Currently, a battle is stirring in California over shark fin. Should the state ban the sale and possession of shark fin, making the serving of shark fin soup illegal? Is this particular slurping cruel and unusual? While perhaps not quite as endangered as Libyan freedom fighters, sharks have their troubles in a world where Chinese masses and status-conscious foodies make common cause.
Shark fin soup is the pièce de résistance in many Chinese banquets, a sign that the host has the proper spirit of generosity. (Reader’s note: I have eaten shark fin soup once in Hong Kong and find the texture surprisingly compelling and the taste just fine).
But now a bill has been introduced into the California legislature to ban shark fin. Perhaps having given up on the state’s eternal budget crisis, legislators are searching to perform some public service. There are ripples of concern in San Francisco’s Chinatown. Shark fin is their cultural heritage. According to The New York Times, some see this as the “Chinese Exclusion Act in a bowl.” Might gefilte fish be next?
California is not the first state where cruelty to sharks has divided the community. Oregon and Washington are considering legislation, and Hawaii has passed such a law. Diners have until June 30 to have their fill of the soup in the banquet halls of Waikiki. Estimates claim that up to 73 million sharks are killed a year with 90 percent of the shark population decimated, an unintended consequence of the creation of a consumption-minded Chinese middle class. For many, the practice of shark finning, where fins are hacked off a live shark, which then dies slowly as it sinks slowly to the sea bottom, is a cruelty not to be tolerated. For others, it is central to a community.
Connoisseurs of food politics will immediately recall the battles over foie gras, including the controversial ban on serving fattened duck liver in Chicago in 2006 (the ban, widely mocked and ignored, has been overturned). Despite disturbing images of ducks being force-fed, gourmets chanted, “get government off our plates.” California has outlawed the production of foie gras in the state beginning in 2012. Only New York and Minnesota produce foie gras in the United States. The European Union permits the production of foie gras in five nations, notably France, where the delicacy is part of the culinary patrimony.
The debate over shark fin and foie gras has been contentious, but the debates do not end there. Fights emerge over other dishes such as milk-fed veal, ortolan, or, for that matter, baby kittens. OK, not the last of those, but wait!
DeSoucey refers to the existence of a form of identity politics that she terms “gastronationalism.” She means that nations (and smaller communities) see themselves reflected in their culinary choices, reflecting the idea of the French gourmand Jean-Anthelme Brillat-Savarin that you are what you eat. Not you the individual, but as a member of a community.
The choice of consumption is frequently treated as closely tied to liberty.
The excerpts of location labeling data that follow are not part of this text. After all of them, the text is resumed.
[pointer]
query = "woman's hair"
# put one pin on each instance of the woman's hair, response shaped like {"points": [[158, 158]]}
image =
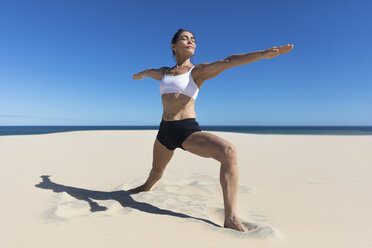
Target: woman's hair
{"points": [[175, 39]]}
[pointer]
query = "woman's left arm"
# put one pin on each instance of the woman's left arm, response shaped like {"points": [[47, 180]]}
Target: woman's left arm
{"points": [[210, 70]]}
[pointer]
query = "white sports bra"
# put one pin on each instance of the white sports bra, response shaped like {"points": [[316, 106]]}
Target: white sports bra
{"points": [[183, 84]]}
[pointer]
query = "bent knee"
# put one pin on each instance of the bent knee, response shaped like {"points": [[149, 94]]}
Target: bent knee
{"points": [[228, 153]]}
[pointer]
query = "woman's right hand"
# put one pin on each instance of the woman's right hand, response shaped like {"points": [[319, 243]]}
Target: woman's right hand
{"points": [[139, 75]]}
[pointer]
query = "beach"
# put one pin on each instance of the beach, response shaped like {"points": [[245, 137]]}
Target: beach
{"points": [[69, 189]]}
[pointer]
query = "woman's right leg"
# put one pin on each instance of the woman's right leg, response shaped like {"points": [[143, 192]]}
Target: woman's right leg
{"points": [[161, 157]]}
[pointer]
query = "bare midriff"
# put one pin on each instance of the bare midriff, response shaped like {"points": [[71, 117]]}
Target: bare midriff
{"points": [[177, 106]]}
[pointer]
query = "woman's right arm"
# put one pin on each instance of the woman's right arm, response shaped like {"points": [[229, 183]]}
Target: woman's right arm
{"points": [[156, 74]]}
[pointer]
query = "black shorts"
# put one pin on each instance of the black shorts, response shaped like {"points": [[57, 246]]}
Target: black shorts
{"points": [[173, 133]]}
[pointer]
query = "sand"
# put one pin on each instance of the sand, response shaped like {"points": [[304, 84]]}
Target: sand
{"points": [[68, 189]]}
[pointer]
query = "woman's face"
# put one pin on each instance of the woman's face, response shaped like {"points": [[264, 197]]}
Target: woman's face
{"points": [[185, 44]]}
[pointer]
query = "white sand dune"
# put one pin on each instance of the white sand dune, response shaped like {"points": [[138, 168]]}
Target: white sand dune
{"points": [[70, 190]]}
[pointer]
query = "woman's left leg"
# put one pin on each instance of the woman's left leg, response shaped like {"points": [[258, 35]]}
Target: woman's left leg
{"points": [[211, 146]]}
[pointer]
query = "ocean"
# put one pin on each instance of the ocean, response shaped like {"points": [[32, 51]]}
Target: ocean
{"points": [[287, 130]]}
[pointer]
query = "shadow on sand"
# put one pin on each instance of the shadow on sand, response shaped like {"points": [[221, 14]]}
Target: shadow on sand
{"points": [[121, 196]]}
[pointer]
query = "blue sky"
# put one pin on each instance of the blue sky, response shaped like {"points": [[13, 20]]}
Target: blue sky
{"points": [[72, 62]]}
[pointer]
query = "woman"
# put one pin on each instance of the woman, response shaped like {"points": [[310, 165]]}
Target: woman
{"points": [[179, 86]]}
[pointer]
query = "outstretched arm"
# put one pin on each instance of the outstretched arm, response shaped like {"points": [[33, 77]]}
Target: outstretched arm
{"points": [[156, 74], [210, 70]]}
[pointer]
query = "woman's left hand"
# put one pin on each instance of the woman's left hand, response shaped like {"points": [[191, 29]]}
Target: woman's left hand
{"points": [[275, 51]]}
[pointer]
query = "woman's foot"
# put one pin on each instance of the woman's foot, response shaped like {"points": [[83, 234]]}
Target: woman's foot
{"points": [[138, 189], [235, 224]]}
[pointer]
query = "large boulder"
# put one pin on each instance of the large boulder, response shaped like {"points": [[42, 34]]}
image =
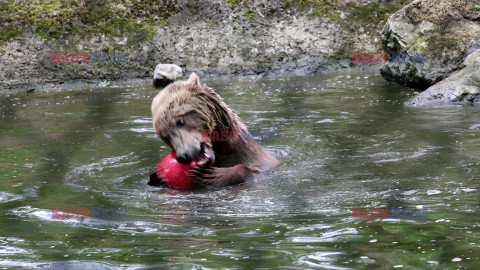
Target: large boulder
{"points": [[165, 74], [445, 30], [463, 86]]}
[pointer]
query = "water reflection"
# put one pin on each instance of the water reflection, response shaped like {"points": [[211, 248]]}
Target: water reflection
{"points": [[345, 141]]}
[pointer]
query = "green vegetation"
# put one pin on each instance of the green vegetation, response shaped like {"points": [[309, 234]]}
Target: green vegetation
{"points": [[371, 13], [58, 20], [250, 14], [233, 2]]}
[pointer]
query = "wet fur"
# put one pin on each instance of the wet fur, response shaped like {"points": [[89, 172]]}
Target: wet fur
{"points": [[199, 107]]}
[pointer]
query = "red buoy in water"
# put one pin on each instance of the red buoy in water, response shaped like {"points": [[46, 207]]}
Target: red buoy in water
{"points": [[176, 173]]}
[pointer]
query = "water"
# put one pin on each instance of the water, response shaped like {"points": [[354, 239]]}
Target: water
{"points": [[345, 141]]}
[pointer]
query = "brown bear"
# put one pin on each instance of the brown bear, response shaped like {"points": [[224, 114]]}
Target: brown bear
{"points": [[185, 115]]}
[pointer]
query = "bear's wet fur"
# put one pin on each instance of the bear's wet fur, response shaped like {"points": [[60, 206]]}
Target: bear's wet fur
{"points": [[182, 112]]}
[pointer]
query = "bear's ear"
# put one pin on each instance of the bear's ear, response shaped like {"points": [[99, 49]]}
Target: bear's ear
{"points": [[194, 81]]}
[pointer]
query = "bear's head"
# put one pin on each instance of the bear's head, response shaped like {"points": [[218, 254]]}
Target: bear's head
{"points": [[183, 111]]}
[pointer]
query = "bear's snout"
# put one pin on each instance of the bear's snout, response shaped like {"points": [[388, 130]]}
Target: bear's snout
{"points": [[184, 158]]}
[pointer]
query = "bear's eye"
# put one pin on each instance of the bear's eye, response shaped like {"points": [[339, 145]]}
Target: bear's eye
{"points": [[180, 123]]}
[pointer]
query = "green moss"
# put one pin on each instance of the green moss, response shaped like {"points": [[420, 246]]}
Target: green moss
{"points": [[59, 20], [250, 14], [233, 2], [372, 13]]}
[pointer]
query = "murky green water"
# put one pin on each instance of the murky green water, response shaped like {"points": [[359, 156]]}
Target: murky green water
{"points": [[345, 139]]}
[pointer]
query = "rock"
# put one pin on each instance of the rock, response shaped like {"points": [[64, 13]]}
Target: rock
{"points": [[165, 74], [446, 30], [463, 86]]}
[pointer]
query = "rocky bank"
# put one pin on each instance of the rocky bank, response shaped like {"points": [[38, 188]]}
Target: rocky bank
{"points": [[448, 31], [211, 37]]}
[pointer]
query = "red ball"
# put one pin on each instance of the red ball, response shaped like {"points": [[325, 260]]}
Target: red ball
{"points": [[177, 173]]}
As one restaurateur commented in San Francisco’s Chinatown, “People come to America to enjoy freedom, including what is on the plate.”
In many ways I agree with his sentiment, and yet I find myself not entirely on board. Gustatory relativism has its virtues, and I wouldn’t like the first lady to impose upon me a diet of okra and lima beans, buttermilk, and well-done steak. Still, as representative bodies, elected legislators have the obligation to transform widely held values into policy, even if some choices are curbed. As an occasional libertarian, I just encourage them to do this as carefully as possible, and not too often. What is outlawed must be truly damnable. Recognizing the connection of food and culture, we should begin with modesty. So, first the process by which shark fins are gathered needs to be changed before a full ban is considered. Perhaps what is on the plate is not as protected as what is on the page, but we need to bow to the wise proverb, “De gustibus non disputandum.” Who can account for taste? Who should police it?
Limits properly exist, tied to a shared and robust consensus about cruelty and species preservation, but until then, please pass the pussy.